North Point Water Tower, Milwaukee Wisconsin

Date added: November 17, 2009 Categories: Wisconsin Special and Unique

Part of the complex erected for the Milwaukee Water Works over one hundred years ago, the lofty Victorian Gothic Water Tower stands on a bluff overlooking Lake Michigan and encloses an iron standpipe that originally served to relieve city water mains of pulsations from pumping engines housed in the lake-front pumping station. Modern equipment has made the facility unnecessary, but tower and standpipe have remained, little altered through the years. Long a notable feature of the city's skyline and often praised for its beauty, the Water Tower has been accorded official landmark status by the Milwaukee Landmarks Commission and the American Water Works Association.

Work on the foundation had begun by May, 1873; and on September 14, 1874, the tower was put in service, though work continued through the end of that year. Total cost of the tower, including the standpipe, was $53,017.93.

The similarity between the North Point Water Tower and its more elaborate counterpart in Chicago, completed in 1869, may he noted here. There is no reason to suppose that Gomhert was unaware of the celebrated Chicago tower, and one reliable source reports that his colleague Moses Lane, city engineer and chief engineer of the Milwaukee Water Works, had been, earlier in his career, an associate of Ellis Chesbrough, city engineer of Chicago.

The structure is 24 feet 9 inches square, with buttresses at the four corners, From center line to center line of the buttresses, the structure, measures 29 feet 6 inches square. The base rises 65 feet and from it rises the circular tower to a total height of over 175 feet.

The floor plan is a single circular compartment 13 feet 9 inches in diameter. The walls are more than six feet thick in this area. The tower tapers slightly upward to the level of the wooden observation deck 134 feet 7 inches above the floor level. An iron, spiral staircase wraps around the standpipe to the upper levels. The lower windows in the circular shaft (about 65 feet 3 inches above base level) are connected to the steps by an iron catwalk and brace. An iron-plate floor with a brace to the pipe is located 17 feet below the observation deck and 2-1/2 feet below the grill cap of the standpipe.
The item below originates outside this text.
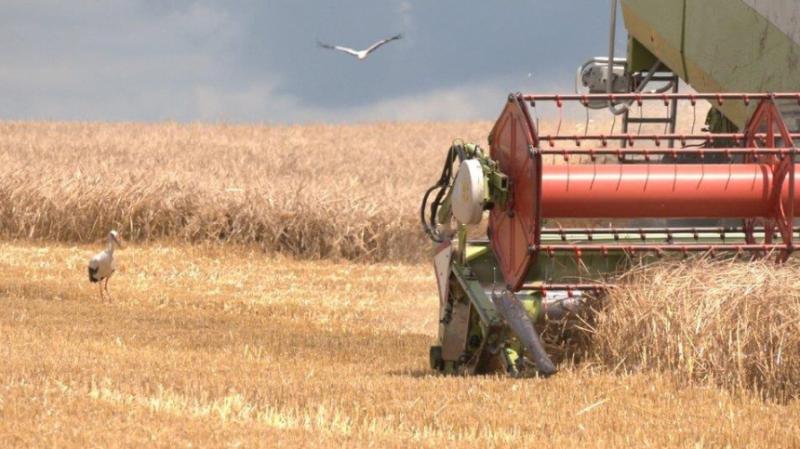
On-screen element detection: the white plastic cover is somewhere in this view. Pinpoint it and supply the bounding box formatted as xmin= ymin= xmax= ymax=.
xmin=452 ymin=159 xmax=485 ymax=225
The wrought-iron standpipe is four feet in diameter and rises 120 feet above the floor level. According to a Water Commission report of 1875, the pipe has a total height of 130 feet, with a base of cast iron. The size of the base is unknown, but the report indicated that it has three openings 36 inches in diameter, one for the force main connection, one for the main leading to the reservoir, and the other capped.